Two very common types of data used to build animal social networks are binary data and count data. These are broad classifications that are important in understanding what the edges in social networks really mean. In binary data, observations are collected over a series of fixed sampling periods. Observations are simply the binary presence or absence of social events within each sampling period. The number of observed social events between a pair of individuals is \(X\), and the number of sampling periods where a social event could have been observed between the pair is \(D\). Network edges are calculated as the simple ratio index (SRI), which is defined as \(\text{SRI}\) = \(X/D\). This means that the SRI is equivalent to the probability of seeing a social event in a randomly-selected sampling period.
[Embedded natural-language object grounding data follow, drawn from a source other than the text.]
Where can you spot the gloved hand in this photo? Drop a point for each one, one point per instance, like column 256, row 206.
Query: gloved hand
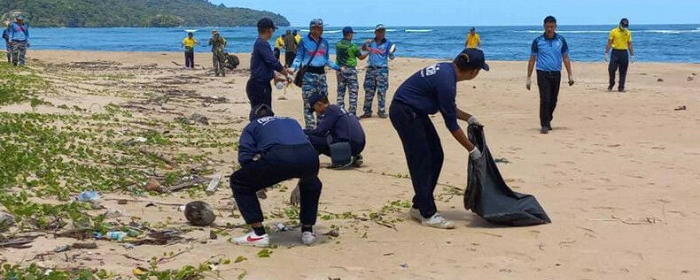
column 475, row 154
column 528, row 84
column 473, row 120
column 262, row 194
column 295, row 197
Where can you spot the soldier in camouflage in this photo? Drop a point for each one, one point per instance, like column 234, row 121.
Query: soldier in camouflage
column 347, row 54
column 218, row 46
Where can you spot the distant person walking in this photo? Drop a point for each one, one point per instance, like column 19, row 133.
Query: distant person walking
column 218, row 47
column 279, row 44
column 473, row 40
column 263, row 65
column 377, row 76
column 620, row 40
column 548, row 51
column 290, row 48
column 347, row 54
column 313, row 55
column 189, row 43
column 19, row 40
column 6, row 37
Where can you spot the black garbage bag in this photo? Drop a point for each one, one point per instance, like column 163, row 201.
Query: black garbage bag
column 488, row 196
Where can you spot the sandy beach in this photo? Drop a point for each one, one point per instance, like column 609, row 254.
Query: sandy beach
column 618, row 176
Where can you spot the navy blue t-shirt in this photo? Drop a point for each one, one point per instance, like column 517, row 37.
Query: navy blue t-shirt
column 263, row 134
column 430, row 90
column 263, row 62
column 343, row 127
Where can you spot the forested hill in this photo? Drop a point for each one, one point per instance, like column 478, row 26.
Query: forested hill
column 134, row 13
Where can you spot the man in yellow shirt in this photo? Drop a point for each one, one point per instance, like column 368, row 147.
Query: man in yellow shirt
column 279, row 44
column 473, row 40
column 189, row 43
column 620, row 40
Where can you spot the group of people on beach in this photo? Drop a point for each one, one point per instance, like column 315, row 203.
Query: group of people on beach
column 16, row 36
column 273, row 148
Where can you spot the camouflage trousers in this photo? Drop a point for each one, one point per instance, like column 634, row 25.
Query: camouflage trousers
column 312, row 84
column 19, row 50
column 348, row 80
column 376, row 82
column 219, row 60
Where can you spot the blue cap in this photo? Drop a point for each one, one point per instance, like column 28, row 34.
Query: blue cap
column 316, row 22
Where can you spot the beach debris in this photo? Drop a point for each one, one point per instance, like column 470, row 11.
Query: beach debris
column 199, row 213
column 153, row 185
column 199, row 118
column 214, row 183
column 332, row 233
column 166, row 158
column 6, row 221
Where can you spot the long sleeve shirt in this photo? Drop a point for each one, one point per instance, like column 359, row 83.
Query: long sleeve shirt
column 305, row 54
column 263, row 63
column 263, row 134
column 430, row 90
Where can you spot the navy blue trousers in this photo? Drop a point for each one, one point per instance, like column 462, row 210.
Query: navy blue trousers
column 279, row 164
column 424, row 154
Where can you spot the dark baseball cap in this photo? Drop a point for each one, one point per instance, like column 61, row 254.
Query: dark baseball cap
column 266, row 23
column 475, row 59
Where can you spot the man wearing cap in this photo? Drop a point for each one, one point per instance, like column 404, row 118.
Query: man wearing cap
column 272, row 150
column 473, row 40
column 19, row 40
column 347, row 54
column 620, row 40
column 335, row 126
column 433, row 89
column 263, row 65
column 548, row 51
column 290, row 49
column 313, row 54
column 377, row 76
column 218, row 47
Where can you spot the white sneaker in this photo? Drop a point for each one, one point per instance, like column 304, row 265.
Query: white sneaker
column 437, row 221
column 251, row 239
column 415, row 214
column 308, row 237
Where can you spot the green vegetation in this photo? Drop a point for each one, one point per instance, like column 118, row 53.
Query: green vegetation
column 135, row 13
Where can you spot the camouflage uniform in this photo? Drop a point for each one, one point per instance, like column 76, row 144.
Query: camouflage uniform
column 348, row 79
column 19, row 50
column 376, row 81
column 218, row 55
column 313, row 84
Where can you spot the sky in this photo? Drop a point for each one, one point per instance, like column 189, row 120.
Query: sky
column 476, row 12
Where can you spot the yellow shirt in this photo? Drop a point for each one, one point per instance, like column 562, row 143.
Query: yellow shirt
column 620, row 38
column 189, row 43
column 279, row 42
column 473, row 41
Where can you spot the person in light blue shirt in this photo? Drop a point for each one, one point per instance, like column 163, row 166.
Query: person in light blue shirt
column 313, row 55
column 377, row 76
column 19, row 40
column 548, row 51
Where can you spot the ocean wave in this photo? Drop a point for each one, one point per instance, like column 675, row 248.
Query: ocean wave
column 418, row 30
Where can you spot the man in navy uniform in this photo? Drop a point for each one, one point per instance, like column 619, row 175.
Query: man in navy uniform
column 271, row 150
column 336, row 126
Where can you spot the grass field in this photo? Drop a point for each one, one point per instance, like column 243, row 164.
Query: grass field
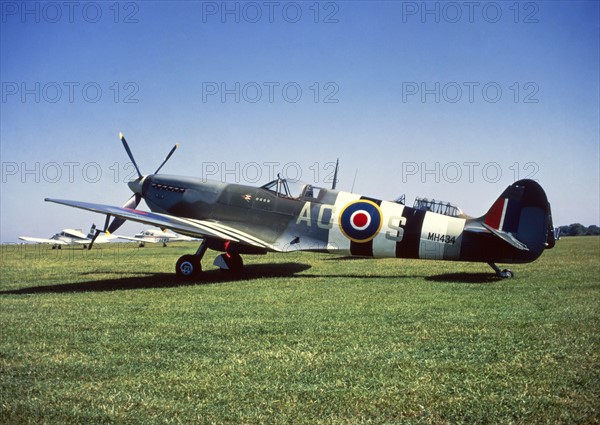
column 110, row 336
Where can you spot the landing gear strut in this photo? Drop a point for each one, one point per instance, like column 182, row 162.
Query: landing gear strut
column 230, row 262
column 504, row 274
column 190, row 265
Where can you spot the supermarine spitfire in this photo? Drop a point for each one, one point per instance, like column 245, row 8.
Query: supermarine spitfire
column 286, row 216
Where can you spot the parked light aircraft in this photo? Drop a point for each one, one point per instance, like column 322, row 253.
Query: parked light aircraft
column 286, row 216
column 157, row 236
column 71, row 237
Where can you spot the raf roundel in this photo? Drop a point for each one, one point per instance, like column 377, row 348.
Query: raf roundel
column 360, row 221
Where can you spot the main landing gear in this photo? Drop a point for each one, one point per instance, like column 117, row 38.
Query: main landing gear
column 504, row 274
column 190, row 265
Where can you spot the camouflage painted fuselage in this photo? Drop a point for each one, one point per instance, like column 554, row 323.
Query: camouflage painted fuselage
column 346, row 223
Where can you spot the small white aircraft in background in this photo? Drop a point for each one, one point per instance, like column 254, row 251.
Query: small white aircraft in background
column 71, row 237
column 157, row 236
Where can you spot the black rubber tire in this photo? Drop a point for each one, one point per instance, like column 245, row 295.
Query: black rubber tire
column 188, row 266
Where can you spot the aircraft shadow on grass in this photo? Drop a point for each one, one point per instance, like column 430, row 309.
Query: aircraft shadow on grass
column 166, row 280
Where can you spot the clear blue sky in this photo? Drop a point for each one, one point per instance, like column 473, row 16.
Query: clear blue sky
column 442, row 100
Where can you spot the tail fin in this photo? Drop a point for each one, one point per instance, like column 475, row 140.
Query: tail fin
column 521, row 216
column 92, row 232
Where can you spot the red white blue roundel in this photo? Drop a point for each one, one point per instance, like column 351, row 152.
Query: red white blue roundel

Count data is where the count of social events that were observed between two individuals is recorded over the amount of time that a social event could have been observed between them. This type of data is usually used to build social networks by dividing the count by the time, giving the rate of social events occurring per unit time. Again we use the SRI to quantify edge weights for this type of data, where X is the count of social events, and D is the total amount of time spent observing at least one of the two individuals.

In both of these types of data, we assume that the SRI is a useful estimate of the underlying social preference. This assumption is equivalent to assuming that in binary data, the count \(X\) is a draw from a binomial process with \(D\) trials and success probability equal to the SRI; and that in count data, the count \(X\) is a draw from a Poisson process with rate equal to \(D \times \text{SRI}\). Using these statistical processes to model binary and count data, we can estimate how accurate our estimated social networks are without making any additional assumptions than those already made when calculating the SRI.

Normalised probability distribution of SRI values for different amounts of time spent sampling. Under a lower sampling time, the probability distribution is much wider than the higher sampling case. In both cases the true SRI is 2. This shows that the amount of time spent sampling will impact the accuracy of estimated SRI values.

## Accuracy of Social Networks #

This problem was recognised by Whitehead (2008), which developed a method to estimate the accuracy of social networks constructed from binary data [2]. In our new paper, we have extended this method to count data [1].

The key notion behind the method is that the dissimilarity between the estimated social preference (SRI) and the underlying social preference will reduce towards zero as sampling \(D\) increases. As a result, the correlation between the estimated and underlying social preference is a good measure of the accuracy of the social network. This allows us to calculate the correlation between estimated and underlying social preference in terms of the ratio of variances for the estimated and underlying social preferences (see our paper for full details).

The full details can be found in the original papers, but in short, Whitehead found that the accuracy of social networks constructed from binary data can be estimated using the following equation:

$$ \hat{\rho}_\text{binary} =\frac{1}{\sqrt{1 + \frac{1}{S^2 G}}} $$

where \(S\) is the coefficient of variation of social preferences (often referred to as social differentiation) and G is the mean number of observed social events per dyad.

For count data, we found in our paper that the accuracy of social networks constructed from this kind of data can be estimated by:

$$ \hat{\rho}_\text{count} = \frac{S \sqrt{\mu H(D)}}{\sqrt{1 + S^2 \mu H(D)}} $$

where S is again social differentiation, \(\mu\) is the mean rate of social events over all dyads in the networks, and \(H(D)\) is the harmonic mean of the sampling times of all dyads in the network.

These two equations can provide useful estimates of how representative a estimated social network is of its underlying social network, and can have consequences on the power of subsequent statistical analyses. This could be useful for determining whether or not sufficient data have been collected to carry out an analysis, for splitting up data into multiple intervals, or even just to validate the accuracy of networks. If you’d like to know a bit more about this, we explore these ideas further in our paper.

If you’re interested in using these methods in your study, for R implementations check out the social_differentiation function in the R package aninet (for binary data), and our R package pwrCGP (for count data). Hal Whitehead’s original code in MATLAB is available in SOCPROG.

## References #

[1] Hart, J. D., Franks, D. W., Brent, L. J., & Weiss, M. N. (2021). Accuracy and Power Analysis of Social Interaction Networks. *Methods in Ecology and Evolution*.

[2] Whitehead, H. (2008). Precision and power in the analysis of social structure using associations. *Animal Behaviour*.